Pam Allan: Clearly that's a warning
Corey Allan: Sign. There's abuse, there's neglect, there's abandonment. I've never really been committed in the first place. There's a lot of different aspects of things that are, they're not, what's the easiest way to say it? They're not as common maybe, but they are for sure a sign that's a problem.
Pam Allan: Yeah. I think most people are, well, those are the obvious ones that people say, yeah, okay, we've got an issue here, right? We're talking maybe the more subtle things that yes, maybe I just voluntarily choose not to pay attention to,
Corey Allan: Or I'm not even aware I'm doing it. And that's part of the reason why we're going through this list. Because some of this, I was on Reddit the other day and I found this a collaboration of a whole bunch of things, which made me start thinking, building off of that list, what are some of the things I've seen in my two decades of working with marriages as a therapist? And that's kind of a combination of all of that, basically of things I have regularly seen both in my office and in our marriage. That's why we're going to be real in this thing. And so if you hear any of these things as you're listening today, and I guess I'm telling you this too, Pam, you don't know the list that
Pam Allan: I've got. I do not know that is, and so
Corey Allan: She gets to be in the audience today and jump in and
Pam Allan: As every day almost, and
Corey Allan: Push and push back, please. But if you hear that this might be happening in my marriage, but more importantly this might be happening in my life, I do these things. I don't want anybody to think uhoh over. It's a big problem because there is an element of we all have tendencies to do things that are the worst in us, and we're not always operating at our best. And so the more important thing is how do I them sooner rather than later so they don't get a huge foothold?
Pam Allan: Sure, sure. Well, and some things, the system of your marriage has just learned to cope with it. And so you might just be grooving along, but if you can address whatever it is that might freak you out, maybe you're taking yourself and your home life to the next level to just be more enjoyable. You could keep doing this thing, whatever it is forever, and maybe things just rock along. But when we start looking at ourselves and some of these things we do, if we address them, boy, life can just be more enjoyable. Absolutely.

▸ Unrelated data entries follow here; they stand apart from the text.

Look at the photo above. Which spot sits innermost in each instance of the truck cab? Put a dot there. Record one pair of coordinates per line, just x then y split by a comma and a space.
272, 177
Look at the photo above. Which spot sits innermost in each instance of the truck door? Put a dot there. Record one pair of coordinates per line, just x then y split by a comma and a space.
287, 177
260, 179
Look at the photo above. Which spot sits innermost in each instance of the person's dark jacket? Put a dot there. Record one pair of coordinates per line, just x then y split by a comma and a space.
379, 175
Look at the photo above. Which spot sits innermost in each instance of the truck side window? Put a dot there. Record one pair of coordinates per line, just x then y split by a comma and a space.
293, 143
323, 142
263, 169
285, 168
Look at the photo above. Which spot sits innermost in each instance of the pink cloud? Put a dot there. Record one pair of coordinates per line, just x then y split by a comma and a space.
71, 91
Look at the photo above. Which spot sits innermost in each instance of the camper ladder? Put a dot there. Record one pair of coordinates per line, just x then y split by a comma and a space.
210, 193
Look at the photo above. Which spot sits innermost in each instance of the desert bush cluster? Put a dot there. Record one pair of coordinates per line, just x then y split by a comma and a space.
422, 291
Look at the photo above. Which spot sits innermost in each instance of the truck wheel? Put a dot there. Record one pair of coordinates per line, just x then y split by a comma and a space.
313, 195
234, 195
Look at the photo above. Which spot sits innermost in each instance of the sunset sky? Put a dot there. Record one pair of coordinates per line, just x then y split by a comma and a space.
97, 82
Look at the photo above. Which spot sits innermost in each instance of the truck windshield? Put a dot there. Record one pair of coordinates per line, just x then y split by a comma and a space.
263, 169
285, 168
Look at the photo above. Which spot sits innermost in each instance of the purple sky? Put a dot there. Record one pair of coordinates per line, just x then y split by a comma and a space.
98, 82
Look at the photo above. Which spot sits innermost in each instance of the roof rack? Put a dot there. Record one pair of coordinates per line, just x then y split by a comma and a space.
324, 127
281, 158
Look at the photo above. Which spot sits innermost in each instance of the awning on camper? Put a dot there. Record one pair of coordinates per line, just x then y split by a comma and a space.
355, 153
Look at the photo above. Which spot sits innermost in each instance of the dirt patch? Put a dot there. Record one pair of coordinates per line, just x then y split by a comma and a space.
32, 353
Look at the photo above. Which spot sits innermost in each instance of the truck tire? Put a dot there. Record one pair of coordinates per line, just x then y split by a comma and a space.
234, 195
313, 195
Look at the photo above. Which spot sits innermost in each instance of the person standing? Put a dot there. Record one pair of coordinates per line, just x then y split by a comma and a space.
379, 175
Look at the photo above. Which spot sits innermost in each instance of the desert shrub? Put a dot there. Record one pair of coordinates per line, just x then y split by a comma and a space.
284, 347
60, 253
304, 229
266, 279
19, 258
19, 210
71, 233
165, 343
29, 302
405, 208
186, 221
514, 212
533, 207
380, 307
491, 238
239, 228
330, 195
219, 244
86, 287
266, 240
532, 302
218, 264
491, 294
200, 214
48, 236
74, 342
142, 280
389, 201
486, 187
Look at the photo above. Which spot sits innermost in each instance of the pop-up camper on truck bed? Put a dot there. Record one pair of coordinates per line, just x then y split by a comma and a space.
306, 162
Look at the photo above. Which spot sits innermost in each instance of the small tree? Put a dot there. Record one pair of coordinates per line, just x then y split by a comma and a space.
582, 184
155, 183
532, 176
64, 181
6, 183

Right? And it's supposed to be what kind of it was intended to be.
Corey Allan: And thanks for teeing this up. I wasn't thinking of it through this lens, but what I want to do with the list in the regular version is a chance for, I'll speak for me here. I'm not going to speak for you. You're my co-host. You speak for yourself in this, but I'm going to own the ones that I mentioned that I do
Or have done, because I think there's clarity to realize this is part of being human in some ways. And I think being a more whole human, if you will, is recognizing both sides of my coin as a human, which is the good things and the bad things of me. Because when I act like these don't happen to me, which some of them maybe they don't with people, but some of them absolutely you will resonate with recognizing that means that wreaks less havoc in your life than if you're blind to it or acting like you're blind to it.
Pam Allan: That just some of it's acting like we're blind to it, I just don't want to address it.

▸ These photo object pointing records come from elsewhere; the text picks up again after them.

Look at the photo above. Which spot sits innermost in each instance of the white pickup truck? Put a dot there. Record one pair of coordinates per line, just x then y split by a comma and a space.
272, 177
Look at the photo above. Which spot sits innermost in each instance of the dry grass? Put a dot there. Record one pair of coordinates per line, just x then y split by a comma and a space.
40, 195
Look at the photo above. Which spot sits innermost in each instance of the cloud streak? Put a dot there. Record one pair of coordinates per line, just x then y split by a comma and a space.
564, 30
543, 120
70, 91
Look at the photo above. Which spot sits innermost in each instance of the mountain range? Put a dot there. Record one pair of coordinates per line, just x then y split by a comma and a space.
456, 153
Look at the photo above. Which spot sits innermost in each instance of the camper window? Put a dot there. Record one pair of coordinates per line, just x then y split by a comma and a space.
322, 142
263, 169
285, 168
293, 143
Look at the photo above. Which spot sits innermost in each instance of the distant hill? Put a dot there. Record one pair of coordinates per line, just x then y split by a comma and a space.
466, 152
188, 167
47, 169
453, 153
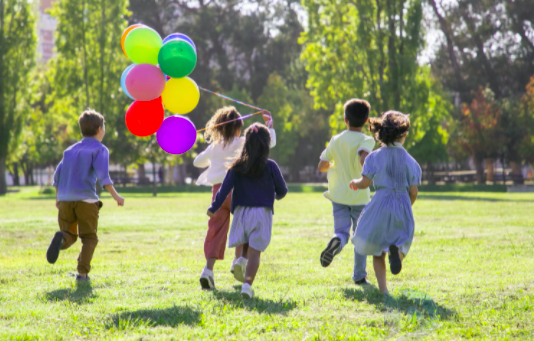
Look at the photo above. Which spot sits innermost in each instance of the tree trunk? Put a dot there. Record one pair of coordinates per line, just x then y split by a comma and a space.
517, 175
490, 171
480, 169
3, 183
154, 181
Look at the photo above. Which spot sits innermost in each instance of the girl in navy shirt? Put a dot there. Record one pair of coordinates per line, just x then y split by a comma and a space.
256, 181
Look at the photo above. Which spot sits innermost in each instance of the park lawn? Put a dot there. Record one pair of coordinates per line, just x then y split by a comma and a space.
468, 275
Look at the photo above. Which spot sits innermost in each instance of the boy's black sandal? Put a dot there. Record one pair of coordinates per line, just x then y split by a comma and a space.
395, 264
52, 253
328, 254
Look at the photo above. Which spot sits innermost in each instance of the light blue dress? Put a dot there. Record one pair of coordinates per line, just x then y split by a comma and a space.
388, 218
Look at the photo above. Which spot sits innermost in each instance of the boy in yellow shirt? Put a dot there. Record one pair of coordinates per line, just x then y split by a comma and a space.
343, 160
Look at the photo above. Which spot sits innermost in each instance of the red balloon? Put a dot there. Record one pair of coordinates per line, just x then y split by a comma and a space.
143, 118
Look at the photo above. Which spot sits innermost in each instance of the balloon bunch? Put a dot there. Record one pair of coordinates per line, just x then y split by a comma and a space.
158, 79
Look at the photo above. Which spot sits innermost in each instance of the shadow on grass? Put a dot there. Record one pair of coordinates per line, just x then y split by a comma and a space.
406, 302
260, 305
171, 317
467, 198
82, 294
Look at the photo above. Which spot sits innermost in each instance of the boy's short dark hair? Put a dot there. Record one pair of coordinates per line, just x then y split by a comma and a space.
89, 122
357, 112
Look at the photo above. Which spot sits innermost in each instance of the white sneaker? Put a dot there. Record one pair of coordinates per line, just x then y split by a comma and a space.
246, 291
207, 280
240, 266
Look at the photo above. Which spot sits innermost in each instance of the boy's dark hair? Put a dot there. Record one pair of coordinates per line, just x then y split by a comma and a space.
89, 122
255, 153
390, 126
357, 112
225, 132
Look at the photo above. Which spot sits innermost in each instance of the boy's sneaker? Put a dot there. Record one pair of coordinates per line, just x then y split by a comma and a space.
327, 256
240, 267
52, 253
362, 281
246, 291
79, 278
395, 264
207, 280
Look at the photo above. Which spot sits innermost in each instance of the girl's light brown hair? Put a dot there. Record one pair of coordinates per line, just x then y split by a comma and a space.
389, 127
224, 133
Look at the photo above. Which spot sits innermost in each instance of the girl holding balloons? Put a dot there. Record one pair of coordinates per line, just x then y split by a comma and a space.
223, 132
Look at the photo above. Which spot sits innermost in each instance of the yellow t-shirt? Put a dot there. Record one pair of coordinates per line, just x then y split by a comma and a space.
343, 152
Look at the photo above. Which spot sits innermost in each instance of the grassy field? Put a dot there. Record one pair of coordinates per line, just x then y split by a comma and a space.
469, 275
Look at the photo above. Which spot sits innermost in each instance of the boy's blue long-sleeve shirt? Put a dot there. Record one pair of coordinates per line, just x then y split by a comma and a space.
251, 192
83, 163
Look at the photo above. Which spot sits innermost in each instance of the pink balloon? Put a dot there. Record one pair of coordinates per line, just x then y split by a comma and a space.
145, 82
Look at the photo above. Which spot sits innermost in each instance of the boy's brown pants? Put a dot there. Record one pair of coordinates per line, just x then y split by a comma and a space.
80, 218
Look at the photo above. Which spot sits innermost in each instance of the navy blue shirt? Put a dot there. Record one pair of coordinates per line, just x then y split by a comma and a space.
82, 164
251, 192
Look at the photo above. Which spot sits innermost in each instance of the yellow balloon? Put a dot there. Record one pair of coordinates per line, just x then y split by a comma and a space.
181, 95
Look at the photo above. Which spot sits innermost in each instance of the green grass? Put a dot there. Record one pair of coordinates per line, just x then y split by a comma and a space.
468, 275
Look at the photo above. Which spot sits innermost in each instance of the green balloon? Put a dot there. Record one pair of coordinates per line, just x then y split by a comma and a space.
177, 58
142, 45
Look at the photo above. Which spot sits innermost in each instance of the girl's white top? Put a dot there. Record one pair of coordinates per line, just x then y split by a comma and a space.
218, 158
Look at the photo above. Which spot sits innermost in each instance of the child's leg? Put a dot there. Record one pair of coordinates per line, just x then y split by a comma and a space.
215, 242
252, 265
87, 225
68, 223
379, 264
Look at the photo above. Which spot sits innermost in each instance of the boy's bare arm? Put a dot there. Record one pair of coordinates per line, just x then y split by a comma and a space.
363, 156
115, 195
323, 166
361, 183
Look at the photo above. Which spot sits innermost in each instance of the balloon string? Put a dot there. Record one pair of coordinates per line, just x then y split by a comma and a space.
237, 119
230, 99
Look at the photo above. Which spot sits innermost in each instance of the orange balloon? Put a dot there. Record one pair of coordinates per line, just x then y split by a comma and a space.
125, 33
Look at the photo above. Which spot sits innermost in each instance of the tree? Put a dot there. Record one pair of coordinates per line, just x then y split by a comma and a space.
487, 43
86, 71
479, 129
17, 57
367, 49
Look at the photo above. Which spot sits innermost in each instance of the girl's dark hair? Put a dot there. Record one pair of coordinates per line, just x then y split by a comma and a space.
389, 127
255, 153
225, 132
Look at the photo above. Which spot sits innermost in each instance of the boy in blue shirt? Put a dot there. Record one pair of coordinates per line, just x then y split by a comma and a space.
76, 199
343, 160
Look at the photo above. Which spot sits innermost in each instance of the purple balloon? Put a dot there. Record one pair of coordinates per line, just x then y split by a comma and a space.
176, 135
180, 36
145, 82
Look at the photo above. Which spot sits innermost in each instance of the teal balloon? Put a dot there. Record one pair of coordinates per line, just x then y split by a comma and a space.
123, 80
177, 58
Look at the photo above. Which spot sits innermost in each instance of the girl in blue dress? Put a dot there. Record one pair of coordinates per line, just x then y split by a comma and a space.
386, 223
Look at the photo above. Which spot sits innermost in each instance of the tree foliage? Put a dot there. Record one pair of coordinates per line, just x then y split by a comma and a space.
17, 57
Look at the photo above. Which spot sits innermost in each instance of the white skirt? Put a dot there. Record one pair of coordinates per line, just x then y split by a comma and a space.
252, 225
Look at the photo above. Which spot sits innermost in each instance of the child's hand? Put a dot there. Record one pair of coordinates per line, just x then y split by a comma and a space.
119, 200
267, 118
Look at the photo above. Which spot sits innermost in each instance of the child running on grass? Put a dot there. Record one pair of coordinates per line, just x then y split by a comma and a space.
76, 199
256, 181
387, 223
225, 146
343, 160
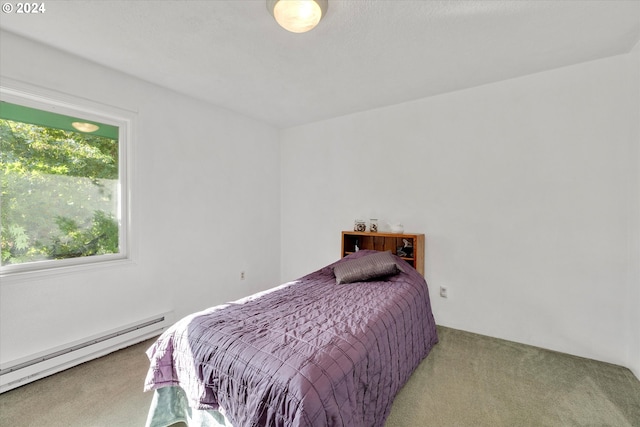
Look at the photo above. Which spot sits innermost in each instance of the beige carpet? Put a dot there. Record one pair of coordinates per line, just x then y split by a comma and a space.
467, 380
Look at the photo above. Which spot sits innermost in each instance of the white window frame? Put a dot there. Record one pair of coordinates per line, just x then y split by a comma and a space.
43, 99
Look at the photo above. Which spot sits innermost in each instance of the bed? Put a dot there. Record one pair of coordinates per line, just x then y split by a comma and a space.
329, 349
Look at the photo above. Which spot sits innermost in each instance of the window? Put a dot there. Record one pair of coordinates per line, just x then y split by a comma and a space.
63, 182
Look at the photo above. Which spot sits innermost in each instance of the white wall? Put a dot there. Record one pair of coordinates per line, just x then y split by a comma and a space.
634, 228
205, 202
522, 188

Corey Allan: And so here's the first one that comes up, and again, we're not going to answer, here's what you should do with them yet. We'll go back through that in the extended content. So you want to subscribe if you're not already a member. There you go. So the first one, and these are in no particular hierarchy or order, alright? Okay. So when you start calculating how much you give and receive in a relationship versus what your spouse or partner is giving and receiving, also known as score boarding.
Pam Allan: Yeah.
Corey Allan: Right. This is a common one I will own. I can do this thing.
Pam Allan: Okay. Pretty
Corey Allan: Easily.
Pam Allan: Note to self,
Corey Allan: Why is it a note to yourself on that?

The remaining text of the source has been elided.